Pour muscler son naturel, Galien a travaillé à imaginer ses pertes : «Ainsi donc l'homme sage se remémore sans cesse ce qu'il est susceptible de subir.» L'appétit insatiable et enfantin des riches, qui ne date pas du capitalisme, lui a servi de contre-modèle. Les caprices impériaux l'ont aidé : il s'est entraîné à penser qu'il serait dépouillé de tout et «envoyé dans une île déserte, comme ce fut le cas pour d'autres, qui n'étaient même pas coupables». On peut vivre ce qu'on a su rêver. Il a aussi appris à résister à la folie du chagrin en dominant celle que provoque la calomnie. Des médecins de cour, dans le genre Molière, l'avaient attaqué. Il leur a sévèrement réglé leur compte : «Aucun, pour ainsi dire, de nos contemporains, ne s'intéresse à la vérité. L'état où les a mis la course à l'argent, au pouvoir et à la jouissance de plaisirs insatiables est tel qu'ils tiennent pour fous tous ceux qui, d'aventure, vont jusqu'à s'adonner à un savoir quelconque.» (Méthodes de traitement, Folio Essais).
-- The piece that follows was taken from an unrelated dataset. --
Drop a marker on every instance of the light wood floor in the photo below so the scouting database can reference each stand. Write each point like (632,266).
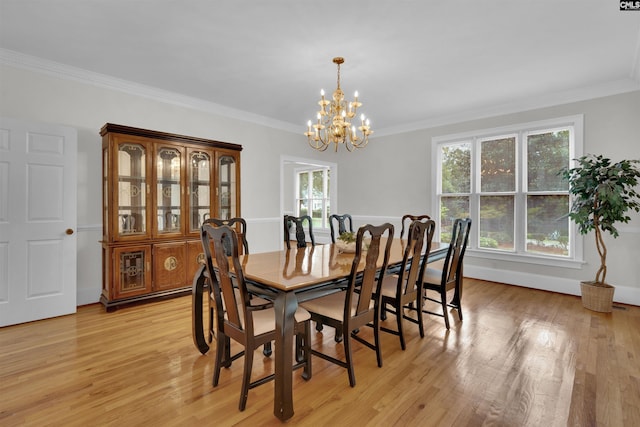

Masochiste. Galien a aussi pensé la perte en se souvenant d'Aristippe, qui «donnait chaque jour de l'argent en abondance pour servir des mets très chers aux plus ardents de ses disciples, alors que ce grand homme manquait de beaucoup de choses». Mais sa force de caractère et son imagination n'auraient pu naître sans éducation : «J'avais un père tel que, à chaque remémoration de ce qu'il était, je sens mon âme devenir meilleure.» Et il décrit cet homme qui, sans avoir fréquenté les philosophes, accompagnait son fils quand celui-ci allait les écouter.

Aux trois quarts de la lettre, Galien a tout d'un stoïcien. C'est alors qu'il apporte, à la fin, une nuance de taille. Les stoïciens souhaitaient les malheurs pour s'endurcir dans le bien. Galien est plus modeste, ou moins masochiste :«Tout en jugeant bon d'exercer mes représentations à tout malheur redoutable de façon à supporter avec mesure ce malheur (s'il se produit), je ne saurais prier de tomber dans aucun de ceux qui sont susceptibles de me causer du chagrin.» C'est qu'il est médecin, comme Tchekhov : son humanité agit par l'expérience, sensible et sans complaisance, née d'un sens organique de la faiblesse humaine.